The Work the Rest of Us Did

Elizabeth Warren has a video debunking of the right’s “class warfare” cries that’s going viral. Here’s the money quote:

I hear all this, you know, “Well, this is class warfare, this is…” whatever. No. There is nobody in this country who got rich on his own — nobody. You built a factory out there? Good for you. But I want to be clear. You moved your goods to market on the roads the rest of us paid for. You hired workers the rest of us paid to educate. You were safe in your factory because of police forces and fire forces that the rest of us paid for. You didn’t have to worry that marauding bands would come and seize everything at your factory — and hire someone to protect against this — because of the work the rest of us did.

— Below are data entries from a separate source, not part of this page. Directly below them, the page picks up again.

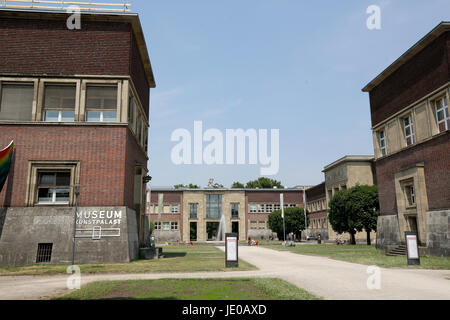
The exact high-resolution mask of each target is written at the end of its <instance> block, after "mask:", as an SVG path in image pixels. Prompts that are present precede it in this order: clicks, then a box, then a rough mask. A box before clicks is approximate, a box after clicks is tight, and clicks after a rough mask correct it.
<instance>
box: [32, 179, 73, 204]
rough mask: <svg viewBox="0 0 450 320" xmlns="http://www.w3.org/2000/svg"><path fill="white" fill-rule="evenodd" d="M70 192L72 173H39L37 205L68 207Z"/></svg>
mask: <svg viewBox="0 0 450 320" xmlns="http://www.w3.org/2000/svg"><path fill="white" fill-rule="evenodd" d="M70 191H71V186H70V171H61V172H38V184H37V204H60V205H68V204H69V201H70Z"/></svg>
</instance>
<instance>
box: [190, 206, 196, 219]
mask: <svg viewBox="0 0 450 320" xmlns="http://www.w3.org/2000/svg"><path fill="white" fill-rule="evenodd" d="M189 208H190V217H191V219H197V209H198V204H197V203H190V204H189Z"/></svg>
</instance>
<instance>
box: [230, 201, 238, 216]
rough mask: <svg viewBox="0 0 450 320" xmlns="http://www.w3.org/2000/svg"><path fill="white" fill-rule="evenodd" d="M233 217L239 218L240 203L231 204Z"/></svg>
mask: <svg viewBox="0 0 450 320" xmlns="http://www.w3.org/2000/svg"><path fill="white" fill-rule="evenodd" d="M231 218H232V219H237V218H239V203H232V204H231Z"/></svg>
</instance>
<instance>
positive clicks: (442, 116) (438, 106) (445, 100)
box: [435, 97, 450, 132]
mask: <svg viewBox="0 0 450 320" xmlns="http://www.w3.org/2000/svg"><path fill="white" fill-rule="evenodd" d="M435 107H436V120H437V125H438V128H439V132H444V131H447V130H449V129H450V115H449V112H448V103H447V99H446V98H445V97H443V98H440V99H437V100H436V101H435Z"/></svg>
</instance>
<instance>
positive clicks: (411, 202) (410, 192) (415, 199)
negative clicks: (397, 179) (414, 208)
mask: <svg viewBox="0 0 450 320" xmlns="http://www.w3.org/2000/svg"><path fill="white" fill-rule="evenodd" d="M405 191H406V198H407V200H408V205H409V206H414V205H415V204H416V194H415V191H414V186H412V185H409V186H406V187H405Z"/></svg>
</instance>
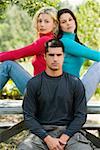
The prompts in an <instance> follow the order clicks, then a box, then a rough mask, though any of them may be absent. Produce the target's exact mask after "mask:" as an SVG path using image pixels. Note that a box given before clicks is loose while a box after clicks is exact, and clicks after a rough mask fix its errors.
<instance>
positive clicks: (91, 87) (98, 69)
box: [81, 62, 100, 102]
mask: <svg viewBox="0 0 100 150" xmlns="http://www.w3.org/2000/svg"><path fill="white" fill-rule="evenodd" d="M81 80H82V82H83V85H84V87H85V91H86V99H87V102H88V101H89V99H90V98H91V97H92V95H93V94H94V92H95V90H96V88H97V85H99V83H100V62H95V63H93V65H92V66H90V68H89V69H88V70H87V72H86V73H85V74H84V75H83V77H82V78H81Z"/></svg>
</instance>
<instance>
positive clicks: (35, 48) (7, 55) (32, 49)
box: [0, 36, 51, 62]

This is the point, I think, where as a member of the Progressive Choir I’m supposed to leap to my feet and shout AMEN. But instead, for some reason, I just get depressed.

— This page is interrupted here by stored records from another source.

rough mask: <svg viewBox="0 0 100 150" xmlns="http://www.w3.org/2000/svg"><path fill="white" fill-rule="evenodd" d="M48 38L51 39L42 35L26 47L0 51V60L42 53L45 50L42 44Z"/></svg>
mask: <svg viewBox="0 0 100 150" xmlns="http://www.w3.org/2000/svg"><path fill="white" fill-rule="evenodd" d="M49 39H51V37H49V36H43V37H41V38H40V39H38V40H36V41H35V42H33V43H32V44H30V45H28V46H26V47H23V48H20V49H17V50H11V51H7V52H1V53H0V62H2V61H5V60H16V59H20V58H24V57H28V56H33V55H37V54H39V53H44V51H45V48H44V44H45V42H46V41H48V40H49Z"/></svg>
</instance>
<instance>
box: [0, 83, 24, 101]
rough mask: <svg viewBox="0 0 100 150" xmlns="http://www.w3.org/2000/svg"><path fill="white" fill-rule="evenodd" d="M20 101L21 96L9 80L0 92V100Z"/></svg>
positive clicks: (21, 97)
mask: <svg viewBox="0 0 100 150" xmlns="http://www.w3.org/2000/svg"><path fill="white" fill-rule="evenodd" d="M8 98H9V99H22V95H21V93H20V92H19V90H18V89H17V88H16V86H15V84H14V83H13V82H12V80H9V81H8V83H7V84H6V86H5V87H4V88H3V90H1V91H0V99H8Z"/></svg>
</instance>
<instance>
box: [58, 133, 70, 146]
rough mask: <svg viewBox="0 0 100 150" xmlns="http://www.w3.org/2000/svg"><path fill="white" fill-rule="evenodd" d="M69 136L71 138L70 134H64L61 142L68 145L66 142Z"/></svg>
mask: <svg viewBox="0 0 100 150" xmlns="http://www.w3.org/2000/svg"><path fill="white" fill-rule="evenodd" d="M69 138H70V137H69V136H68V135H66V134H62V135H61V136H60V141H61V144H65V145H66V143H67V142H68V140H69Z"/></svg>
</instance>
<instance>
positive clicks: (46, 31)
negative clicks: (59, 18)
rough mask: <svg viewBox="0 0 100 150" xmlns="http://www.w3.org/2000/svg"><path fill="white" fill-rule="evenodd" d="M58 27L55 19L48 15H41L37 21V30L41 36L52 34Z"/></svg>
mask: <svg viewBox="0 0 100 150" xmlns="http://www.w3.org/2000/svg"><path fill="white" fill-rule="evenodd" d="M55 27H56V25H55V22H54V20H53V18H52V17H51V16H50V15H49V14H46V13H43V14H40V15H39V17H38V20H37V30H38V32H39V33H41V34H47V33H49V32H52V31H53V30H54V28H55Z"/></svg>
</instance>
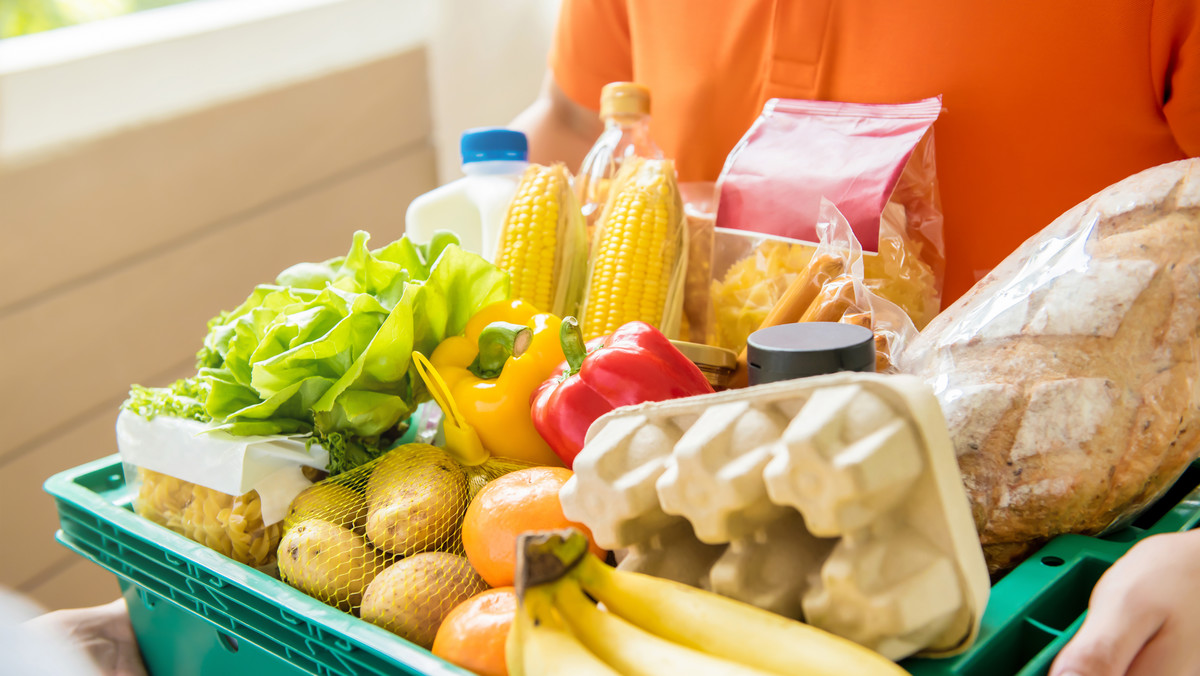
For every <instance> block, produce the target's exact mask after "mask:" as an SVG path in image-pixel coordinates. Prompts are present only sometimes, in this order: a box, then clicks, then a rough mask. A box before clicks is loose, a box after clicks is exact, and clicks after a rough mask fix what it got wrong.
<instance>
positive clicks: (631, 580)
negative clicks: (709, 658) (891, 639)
mask: <svg viewBox="0 0 1200 676" xmlns="http://www.w3.org/2000/svg"><path fill="white" fill-rule="evenodd" d="M569 576H570V578H574V579H575V580H577V586H582V590H583V591H587V593H588V594H590V596H592V597H593V598H595V599H596V600H599V602H600V603H602V604H604V605H605V608H606V609H607V610H608V611H610V612H601V611H600V610H599V609H596V608H595V606H594V605H592V604H590V602H588V600H587V598H586V597H583V594H582V592H580V593H577V597H578V598H576V594H575V590H571V588H569V587H563V591H565V592H566V593H560V594H559V608H560V609H562V611H563V615H564V616H565V617H566V620H568V623H570V626H571V628H572V629H575V632H576V634H578V635H580V639H581V640H582V641H583V644H584V645H587V646H588V647H589V648H590V650H592V651H593V652H595V653H596V654H598V656H600V658H601V659H604V660H605V662H608V664H612V665H613V666H617V668H618V669H619V670H620V671H625V670H626V663H624V662H622V663H617V662H613V659H612V657H613V656H614V654H616V656H618V657H619V656H626V657H629V658H631V664H630V665H635V663H641V664H648V660H646V658H644V656H643V653H642V652H640V651H641V650H643V648H635V647H632V646H631V645H629V642H630V641H632V640H635V639H636V638H638V636H641V635H653V636H654V638H658V639H659V640H660V641H664V642H667V641H668V642H673V644H678V646H686V647H688V648H694V650H692V651H689V652H695V651H700V652H702V653H707V654H708V656H712V658H710V659H724V660H730V662H725V664H730V663H731V662H732V663H738V664H740V665H746V666H748V668H752V669H754V670H756V671H755V672H761V671H757V670H762V671H768V672H773V674H792V675H797V676H841V675H845V674H856V675H860V676H875V675H881V676H882V675H888V676H907V671H905V670H902V669H900V666H898V665H896V664H895V663H893V662H892V660H889V659H887V658H884V657H883V656H881V654H878V653H876V652H874V651H870V650H868V648H865V647H863V646H859V645H858V644H854V642H853V641H848V640H846V639H842V638H841V636H835V635H833V634H830V633H828V632H823V630H821V629H817V628H815V627H811V626H809V624H804V623H803V622H796V621H794V620H788V618H786V617H782V616H780V615H775V614H773V612H768V611H766V610H761V609H758V608H755V606H752V605H749V604H744V603H742V602H737V600H733V599H728V598H725V597H722V596H719V594H714V593H712V592H706V591H703V590H696V588H694V587H689V586H688V585H682V584H679V582H673V581H671V580H662V579H659V578H652V576H649V575H642V574H640V573H630V572H625V570H616V569H613V568H610V567H608V566H607V564H605V563H604V562H601V561H600V560H599V558H595V557H594V556H583V557H582V558H581V560H580V561H578V563H576V564H575V567H574V568H572V569H571V572H570V573H569ZM580 599H582V600H583V602H584V603H587V604H588V605H592V610H593V611H594V612H592V614H588V612H586V609H581V604H580ZM566 600H570V602H571V605H570V609H568V608H566V606H565V605H564V603H563V602H566ZM598 615H600V616H607V617H612V620H610V621H605V622H601V621H600V620H596V618H595V616H598ZM617 616H619V618H618V617H617ZM622 620H623V621H622ZM614 621H616V622H614ZM598 626H604V627H606V629H604V630H599V629H596V627H598ZM607 627H612V628H607ZM589 628H590V630H589V632H587V633H586V634H584V632H586V630H588V629H589ZM618 632H619V633H622V634H623V635H629V636H630V638H617V635H618ZM606 635H608V636H610V638H607V639H606V638H605V636H606ZM642 642H643V644H647V641H644V640H642ZM649 645H655V644H649ZM709 664H712V663H709ZM656 669H658V670H640V671H635V670H632V669H630V670H629V672H630V674H635V672H636V674H689V675H691V676H698V674H700V672H697V671H695V670H694V668H688V670H686V671H685V670H684V668H679V669H678V670H677V669H673V668H672V669H667V670H662V669H661V668H656ZM714 672H721V674H726V672H730V674H732V671H714Z"/></svg>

For one thing, this is such an obvious restatement of John Donne that it makes me wonder how far our understanding of human societies has backslid since 1624, and in particular how pervasive the individualist myth has become in American politics and culture (and by extension, the world’s) that so many people see Warren’s riff as noteworthy.

But this also wouldn’t have gone viral if it were a Senate candidate from, say, Missouri or New Mexico. But it’s Elizabeth, who many progressives seem to idolize with a zeal far outstripping her actual accomplishments or resume. And I wonder about that. Warren’s popularity as an obscure academic-turned-financial-regulatory-bureaucrat underscores just how little influence and how few advocates progressive politics have in DC. Progressives (as distinct from Democrats) are a long ways from a majority in this country, but they’re a significant segment of Americans, and they’re badly underrepresented in Washington because of media bias and how corrupt our political process is.

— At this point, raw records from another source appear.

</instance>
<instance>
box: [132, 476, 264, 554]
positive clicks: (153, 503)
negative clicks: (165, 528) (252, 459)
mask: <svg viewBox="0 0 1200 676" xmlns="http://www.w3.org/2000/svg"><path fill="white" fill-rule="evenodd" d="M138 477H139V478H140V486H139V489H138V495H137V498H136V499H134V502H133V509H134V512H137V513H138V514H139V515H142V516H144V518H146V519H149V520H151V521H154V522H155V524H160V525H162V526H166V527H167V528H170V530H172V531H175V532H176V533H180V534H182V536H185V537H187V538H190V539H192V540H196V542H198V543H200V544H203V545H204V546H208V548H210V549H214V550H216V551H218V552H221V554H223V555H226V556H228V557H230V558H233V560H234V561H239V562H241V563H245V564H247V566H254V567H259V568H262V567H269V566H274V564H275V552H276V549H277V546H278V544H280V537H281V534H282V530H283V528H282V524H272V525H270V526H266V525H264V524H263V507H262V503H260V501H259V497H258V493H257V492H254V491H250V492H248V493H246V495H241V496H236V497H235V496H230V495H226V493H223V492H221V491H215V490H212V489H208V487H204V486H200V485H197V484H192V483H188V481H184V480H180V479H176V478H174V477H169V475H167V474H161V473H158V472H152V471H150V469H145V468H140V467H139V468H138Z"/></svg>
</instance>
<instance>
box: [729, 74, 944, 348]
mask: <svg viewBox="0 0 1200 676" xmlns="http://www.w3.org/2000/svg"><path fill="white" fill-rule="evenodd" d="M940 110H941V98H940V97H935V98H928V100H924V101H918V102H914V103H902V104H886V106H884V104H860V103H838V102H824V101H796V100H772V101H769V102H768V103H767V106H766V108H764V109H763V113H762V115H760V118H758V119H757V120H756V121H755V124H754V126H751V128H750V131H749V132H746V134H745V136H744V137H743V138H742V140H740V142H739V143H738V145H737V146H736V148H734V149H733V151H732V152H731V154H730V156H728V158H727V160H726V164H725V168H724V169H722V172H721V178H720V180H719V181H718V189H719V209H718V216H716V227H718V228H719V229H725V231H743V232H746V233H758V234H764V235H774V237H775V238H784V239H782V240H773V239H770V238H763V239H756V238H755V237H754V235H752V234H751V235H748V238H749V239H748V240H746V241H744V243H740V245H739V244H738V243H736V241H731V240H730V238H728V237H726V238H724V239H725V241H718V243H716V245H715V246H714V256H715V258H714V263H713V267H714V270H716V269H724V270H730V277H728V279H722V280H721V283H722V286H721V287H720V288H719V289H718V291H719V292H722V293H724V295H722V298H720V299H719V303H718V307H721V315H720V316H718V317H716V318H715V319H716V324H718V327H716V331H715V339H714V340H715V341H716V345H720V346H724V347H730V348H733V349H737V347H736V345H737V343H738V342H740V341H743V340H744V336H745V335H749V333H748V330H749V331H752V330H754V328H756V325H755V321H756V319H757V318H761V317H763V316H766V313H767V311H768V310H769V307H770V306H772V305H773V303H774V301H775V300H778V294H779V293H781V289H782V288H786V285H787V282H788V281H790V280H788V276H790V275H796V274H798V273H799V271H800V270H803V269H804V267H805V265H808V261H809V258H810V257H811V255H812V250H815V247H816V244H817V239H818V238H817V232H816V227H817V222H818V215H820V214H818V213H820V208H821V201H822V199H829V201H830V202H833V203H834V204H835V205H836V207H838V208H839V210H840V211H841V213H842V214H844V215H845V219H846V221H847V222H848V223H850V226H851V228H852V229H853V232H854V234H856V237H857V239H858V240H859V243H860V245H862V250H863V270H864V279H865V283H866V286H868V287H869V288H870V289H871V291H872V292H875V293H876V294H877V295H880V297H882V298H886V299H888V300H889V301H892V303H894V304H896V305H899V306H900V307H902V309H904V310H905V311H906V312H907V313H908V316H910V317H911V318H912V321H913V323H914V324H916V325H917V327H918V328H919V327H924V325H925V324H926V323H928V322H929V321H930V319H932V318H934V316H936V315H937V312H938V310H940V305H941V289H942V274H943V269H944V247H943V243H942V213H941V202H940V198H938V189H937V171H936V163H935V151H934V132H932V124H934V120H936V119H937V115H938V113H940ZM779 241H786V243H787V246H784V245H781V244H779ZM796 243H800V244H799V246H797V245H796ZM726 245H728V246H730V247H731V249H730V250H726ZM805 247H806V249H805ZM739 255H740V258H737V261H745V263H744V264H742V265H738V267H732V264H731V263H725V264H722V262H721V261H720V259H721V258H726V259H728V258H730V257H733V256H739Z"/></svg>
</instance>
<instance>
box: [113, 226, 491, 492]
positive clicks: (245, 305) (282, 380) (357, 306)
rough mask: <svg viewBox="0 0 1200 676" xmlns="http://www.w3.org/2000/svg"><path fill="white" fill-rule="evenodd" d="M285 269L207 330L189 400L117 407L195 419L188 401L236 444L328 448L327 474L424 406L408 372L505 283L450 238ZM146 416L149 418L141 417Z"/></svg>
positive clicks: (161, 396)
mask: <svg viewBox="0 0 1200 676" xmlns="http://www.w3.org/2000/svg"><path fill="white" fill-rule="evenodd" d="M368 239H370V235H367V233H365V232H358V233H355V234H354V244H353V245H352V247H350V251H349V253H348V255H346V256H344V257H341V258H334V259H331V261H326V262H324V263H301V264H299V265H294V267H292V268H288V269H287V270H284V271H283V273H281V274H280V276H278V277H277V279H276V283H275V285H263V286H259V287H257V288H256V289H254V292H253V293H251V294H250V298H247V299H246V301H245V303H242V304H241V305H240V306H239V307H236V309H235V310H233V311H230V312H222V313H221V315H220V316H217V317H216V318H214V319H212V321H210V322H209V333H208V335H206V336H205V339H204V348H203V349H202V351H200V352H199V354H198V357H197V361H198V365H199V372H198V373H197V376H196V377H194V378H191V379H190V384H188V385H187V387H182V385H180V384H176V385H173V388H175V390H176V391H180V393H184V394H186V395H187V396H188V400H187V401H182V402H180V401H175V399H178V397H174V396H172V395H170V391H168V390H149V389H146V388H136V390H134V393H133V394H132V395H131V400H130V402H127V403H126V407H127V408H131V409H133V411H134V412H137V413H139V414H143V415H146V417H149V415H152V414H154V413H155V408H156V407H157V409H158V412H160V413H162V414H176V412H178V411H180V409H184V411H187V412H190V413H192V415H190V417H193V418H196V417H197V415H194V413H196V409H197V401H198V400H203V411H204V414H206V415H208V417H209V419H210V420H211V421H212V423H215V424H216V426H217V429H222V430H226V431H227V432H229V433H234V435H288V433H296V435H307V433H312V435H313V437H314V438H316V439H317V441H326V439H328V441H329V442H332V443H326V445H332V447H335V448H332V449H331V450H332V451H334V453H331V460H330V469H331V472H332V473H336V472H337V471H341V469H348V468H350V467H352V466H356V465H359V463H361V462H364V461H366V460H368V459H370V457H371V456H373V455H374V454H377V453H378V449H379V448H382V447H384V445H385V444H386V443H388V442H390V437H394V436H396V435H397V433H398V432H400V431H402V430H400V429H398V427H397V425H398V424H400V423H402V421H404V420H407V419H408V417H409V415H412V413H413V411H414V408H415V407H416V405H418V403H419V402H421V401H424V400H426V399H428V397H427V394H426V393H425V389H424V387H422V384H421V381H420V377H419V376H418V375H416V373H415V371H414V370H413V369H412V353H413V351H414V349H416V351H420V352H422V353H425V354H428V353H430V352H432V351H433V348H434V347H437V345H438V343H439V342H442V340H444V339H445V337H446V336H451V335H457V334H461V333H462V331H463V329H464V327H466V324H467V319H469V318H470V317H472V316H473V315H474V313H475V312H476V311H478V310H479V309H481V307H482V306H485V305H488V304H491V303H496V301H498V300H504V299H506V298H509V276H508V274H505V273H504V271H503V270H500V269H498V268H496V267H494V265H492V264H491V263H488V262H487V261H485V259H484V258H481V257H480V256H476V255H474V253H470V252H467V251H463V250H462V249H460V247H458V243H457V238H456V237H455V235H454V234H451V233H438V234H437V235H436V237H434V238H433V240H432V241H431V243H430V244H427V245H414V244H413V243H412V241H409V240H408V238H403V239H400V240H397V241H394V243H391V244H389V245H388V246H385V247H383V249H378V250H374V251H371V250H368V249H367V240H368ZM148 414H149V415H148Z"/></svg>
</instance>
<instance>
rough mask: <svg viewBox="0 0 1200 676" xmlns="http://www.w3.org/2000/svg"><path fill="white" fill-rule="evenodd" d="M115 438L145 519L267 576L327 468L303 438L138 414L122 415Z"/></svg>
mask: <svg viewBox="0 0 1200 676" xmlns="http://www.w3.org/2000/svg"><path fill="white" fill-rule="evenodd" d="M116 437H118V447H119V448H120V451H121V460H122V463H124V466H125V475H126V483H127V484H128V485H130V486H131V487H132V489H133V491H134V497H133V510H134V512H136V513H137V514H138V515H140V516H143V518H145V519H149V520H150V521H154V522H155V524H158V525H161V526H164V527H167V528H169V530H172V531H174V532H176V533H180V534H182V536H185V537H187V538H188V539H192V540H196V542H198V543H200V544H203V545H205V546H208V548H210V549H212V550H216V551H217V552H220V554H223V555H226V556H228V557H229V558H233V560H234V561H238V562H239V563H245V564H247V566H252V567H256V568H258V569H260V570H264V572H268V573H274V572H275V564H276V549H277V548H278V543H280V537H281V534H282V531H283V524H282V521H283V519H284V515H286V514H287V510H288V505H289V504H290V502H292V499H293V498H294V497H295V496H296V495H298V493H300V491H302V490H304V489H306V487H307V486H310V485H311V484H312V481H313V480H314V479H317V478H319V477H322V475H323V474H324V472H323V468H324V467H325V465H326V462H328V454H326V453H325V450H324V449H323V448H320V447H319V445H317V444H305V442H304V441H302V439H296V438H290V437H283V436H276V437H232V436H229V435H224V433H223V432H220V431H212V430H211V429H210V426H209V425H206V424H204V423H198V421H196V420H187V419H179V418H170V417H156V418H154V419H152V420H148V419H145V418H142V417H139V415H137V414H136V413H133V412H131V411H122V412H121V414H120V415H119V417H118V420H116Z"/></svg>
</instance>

After the uninspiring disaster that was Martha Coakley, I’m sure a firebrand like Warren seems like a godsend to many Massachusetts Democrats. But outside that specific circumstance – a state with a long tradition of progressive politics, a recent disaster with a moribund machine politician, a national constituency of fawning progressive fanboys and fangirls – how viable is someone like Warren running for higher office? How many progressives are there in, say, the US Senate? Depending on your definition, maybe half a dozen?

The upshot is that when I see the national popularity of Warren, I mostly notice how few people in actual elected office there are for progressives to point to and say, “She (or he) says what I think.” And when I see the popularity of this particular video, I mostly wonder when it was that this ceased being such a painfully self-evident riff that nobody would give it a second thought.